Pour Vineet Nayar, ex-PDG de HCL Technologies et auteur de Les employés d’abord, les clients ensuite, c’est la présence d’un sens partagé et d’un objectif commun évident qui va être le moteur et le ciment de la collaboration. Dans un récent article paru dans la Harvard Business Review, il rappelle trois exemples historiques de collaboration réussie :

  • Le 14 avril 1970, lorsque l’équipage d’Apollo 13 en déroute passa son fameux message « Houston, nous avons un problème », les équipes de la NASA ont mis toutes leurs forces et leur énergie en commun pour trouver le moyen de faire revenir les trois astronautes sur Terre. Deux jours durant, sauver ces vies fut une priorité commune à tous.
  • Le 11 septembre 2001, l’autorité aéronautique américaine (FAA) rapatria en urgence plus de 5000 avions de ligne. Dans de nombreux cas, il fallut faire atterrir de gros avions dans de petits aéroports peu équipés. Jamais une opération de ce type n’avait été menée à pareille échelle, il n’existait aucune référence ni feuille de route adaptée aux circonstances. Les employés de la FAA durent voir plus loin que les procédures habituelles. Ce fut un succès.
  • En 2002, un réseau de 11 laboratoires répartis dans 9 pays différents se constitua pour lutter contre l’épidémie de SRAS. En moins d’un mois, cette équipe parvint à identifier le virus et son identité génétique.

Quel est le point commun entre ces exemples ? Dans les trois cas, l’urgence vitale entraîna une définition rapide du problème, et constitua un objectif commun évident.

Vineet Nayar souligne également le rôle joué par une culture de la confiance, un point sur lequel il insiste beaucoup dans son livre. Se référant à The Trusted Advisor de David Maister, il explique que cette confiance repose sur 4 composantes :

–        la crédibilité (qui vient de l’expertise professionnelle)

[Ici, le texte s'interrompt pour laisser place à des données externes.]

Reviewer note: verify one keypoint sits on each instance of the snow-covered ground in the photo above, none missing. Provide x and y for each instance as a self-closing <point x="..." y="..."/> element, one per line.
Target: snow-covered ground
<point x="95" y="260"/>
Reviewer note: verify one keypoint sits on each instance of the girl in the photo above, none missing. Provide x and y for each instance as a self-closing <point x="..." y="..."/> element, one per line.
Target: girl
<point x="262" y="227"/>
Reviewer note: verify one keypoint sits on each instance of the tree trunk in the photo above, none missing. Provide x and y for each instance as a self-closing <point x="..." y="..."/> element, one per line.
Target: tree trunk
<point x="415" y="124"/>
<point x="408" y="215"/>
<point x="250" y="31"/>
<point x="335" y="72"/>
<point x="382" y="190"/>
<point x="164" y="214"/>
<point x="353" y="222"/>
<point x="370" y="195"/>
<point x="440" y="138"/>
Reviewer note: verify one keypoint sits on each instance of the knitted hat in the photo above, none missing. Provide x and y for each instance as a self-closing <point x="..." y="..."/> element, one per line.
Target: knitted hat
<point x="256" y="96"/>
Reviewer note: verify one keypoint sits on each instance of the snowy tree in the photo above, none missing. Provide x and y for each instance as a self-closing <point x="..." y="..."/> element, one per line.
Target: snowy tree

–        la fiabilité (qui se révèle à travers des actions réalisées dans le temps)

–        l’intimité (qui relève de l’émotionnel et l’instinctif)

–        les motivations personnelles (qui viennent réduire le quotient de confiance)

Dans les trois exemples cités, la confiance s’est manifestée dans la communication entre les acteurs. Si un « esprit de corps » a pu se cristalliser, c’est parce que le but à atteindre (sauver des vies) était clairement défini, et qu’aucun ne pouvait douter que sa contribution participe de l’intérêt général.

A moins de travailler dans un service hospitalier, le quotidien de l’entreprise propose peu d’objectifs aussi évidemment partageables que le fait de sauver des vies – et c’est heureux. Néanmoins, rien n’empêche de tracer le plus clairement possible les contours du problème à résoudre collectivement. A cet égard, Vineet Nayar insiste sur un point qui ne vous aura pas non plus échappé si vous avez lu Gamestorming (et si vous ne l’avez pas lu, il est encore temps !) : tout processus de définition d’une problématique, tout travail collectif doit être clairement structuré dans le temps. Pour secourir Apollo 13 ou faire atterrir toute la flotte américaine, le compte à rebours était serré, et les risques encourus à dépasser le délai étaient clairs.

Alors, quel est le « désir de la mer grande et belle » qui peut faire marcher votre équipe de conserve ?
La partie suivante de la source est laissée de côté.